Charlotte based her philosophy of education on several principles, the first of which is that “children are born persons.” She said that children should learn about their world through experience, and recommended four to six hours spent outdoors daily for children under six. My children (now four and seven) have been doing this for years, and their knowledge of and respect for plants and flowers, birds and insects and their ways, is amazing.
“Education,” said Charlotte, “is the science of relations.” Children should not just learn about things. They should develop relationships with everything they learn about. That way, they will both remember and properly apply their knowledge. For Charlotte, education wasn’t just about filling a child’s head with facts. It was about developing a whole person, including mind, body, and spirit. She emphasized character education and the cultivation of good habits.
Charlotte said that children should only read books where ideas were “clothed in literary language.” The teacher should never get between a child and his book with excessive explanations or quizzing. A child would learn best by having a chapter read to him (once, and once only) and then narrating (repeating back) what he had heard. She called narration “the act of knowing.” Charlotte also had her students read books over a long period of time (sometimes years). It sounded crazy to me at first, until I tried it. Both I and my daughter remember a book far better when we’ve spent a couple of months reading it slowly and savoring it, rather than “gobbling” it in a few days (my previous habit).
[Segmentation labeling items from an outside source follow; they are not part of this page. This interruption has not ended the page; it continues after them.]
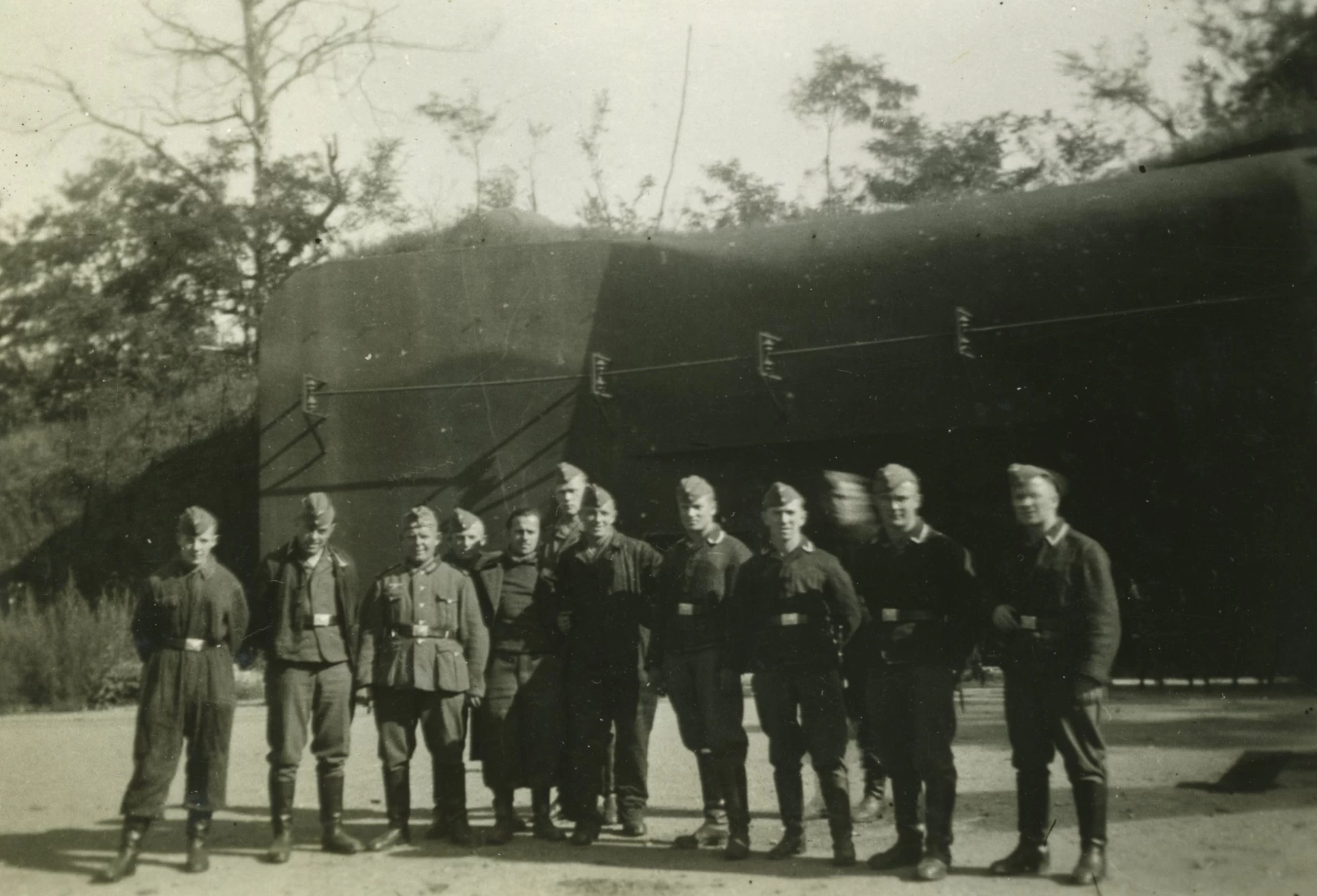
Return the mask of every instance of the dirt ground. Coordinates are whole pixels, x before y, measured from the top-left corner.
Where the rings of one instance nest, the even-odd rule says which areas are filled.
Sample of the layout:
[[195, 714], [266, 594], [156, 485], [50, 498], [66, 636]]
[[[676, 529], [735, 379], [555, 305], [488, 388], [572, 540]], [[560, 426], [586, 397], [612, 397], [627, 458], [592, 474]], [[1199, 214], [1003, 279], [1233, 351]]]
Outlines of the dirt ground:
[[[1100, 892], [1117, 893], [1317, 893], [1317, 696], [1297, 689], [1201, 687], [1139, 691], [1118, 688], [1108, 707], [1113, 792], [1112, 876]], [[756, 855], [726, 863], [709, 851], [684, 853], [672, 838], [698, 824], [694, 760], [677, 737], [670, 707], [660, 707], [651, 743], [649, 837], [643, 842], [606, 834], [590, 849], [518, 837], [511, 845], [458, 850], [417, 837], [390, 854], [331, 857], [317, 850], [312, 762], [302, 768], [298, 793], [300, 839], [294, 860], [258, 860], [269, 839], [265, 795], [265, 708], [240, 707], [229, 778], [232, 809], [216, 817], [212, 870], [180, 870], [182, 775], [169, 817], [148, 841], [134, 878], [115, 885], [136, 896], [157, 893], [1047, 893], [1065, 892], [1062, 876], [1075, 860], [1075, 812], [1058, 760], [1052, 800], [1051, 876], [998, 880], [985, 867], [1014, 843], [1014, 776], [997, 687], [969, 685], [956, 764], [955, 868], [936, 884], [905, 875], [874, 875], [863, 864], [828, 864], [826, 822], [809, 825], [810, 851], [769, 862], [763, 851], [777, 838], [768, 747], [747, 701], [751, 730], [751, 837]], [[0, 718], [0, 893], [82, 892], [119, 838], [116, 810], [128, 780], [133, 710], [32, 714]], [[348, 824], [358, 837], [383, 825], [374, 720], [357, 717], [356, 750], [348, 766]], [[419, 825], [428, 821], [429, 772], [414, 776]], [[852, 792], [859, 775], [852, 768]], [[807, 779], [809, 780], [809, 779]], [[1234, 791], [1234, 792], [1229, 792]], [[469, 768], [473, 820], [491, 824], [489, 793], [478, 766]], [[519, 804], [528, 795], [519, 793]], [[416, 826], [416, 825], [414, 825]], [[419, 830], [416, 832], [420, 833]], [[861, 859], [892, 839], [888, 818], [859, 825]]]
Charlotte believed in a liberal (or wide) education for children. Students at her schools studied fifteen to twenty subjects, including things like artist study, history, Bible, three foreign languages, and Latin. She pioneered the idea, revolutionary for her time, that all children (boys and girls, rich and poor) should receive the same rich education. She presented challenging but exciting material like Plutarch and Shakespeare to children of nine or ten, and documented their passion for what they had learned.
How did she fit so much into a school day? I was startled at first to find that Charlotte limited the length of any single lesson to ten or fifteen minutes for younger children, gradually increasing the time as they grew older. Short lessons promote the habit of attention and discourage dawdling, because children know they have only a short time to do each lesson, and don’t have time to get bored. She preferred to see children do one thing perfectly during each lesson. She made sure to alternate heavier subjects like math or history with something more active like writing or music. School days ended at lunch time, leaving the afternoon free for outside play and individual pursuits.
Charlotte’s philosophy appeals to me because it is so rich and rigorous, and yet so attuned to children’s interests and the way they learn. Applying her methods has already given us some wonderful rewards during the past few years, and I look forward to many more years of excitement and growth with my children (and husband!) as we travel up the path of home education together.
There’s more, much more, to what Charlotte Mason taught than what I’ve mentioned here. If you have any specific questions about her philosophy or how we apply it in our home, I’ll be happy to talk your ear off. I follow (with lots of my own tweaking, of course) a free online curriculum called Ambleside Online, which tries to emulate as closely as possible the curriculum Charlotte followed at her schools. There, you can also find the entire text of the six volumes that contain Charlotte’s philosophy of education.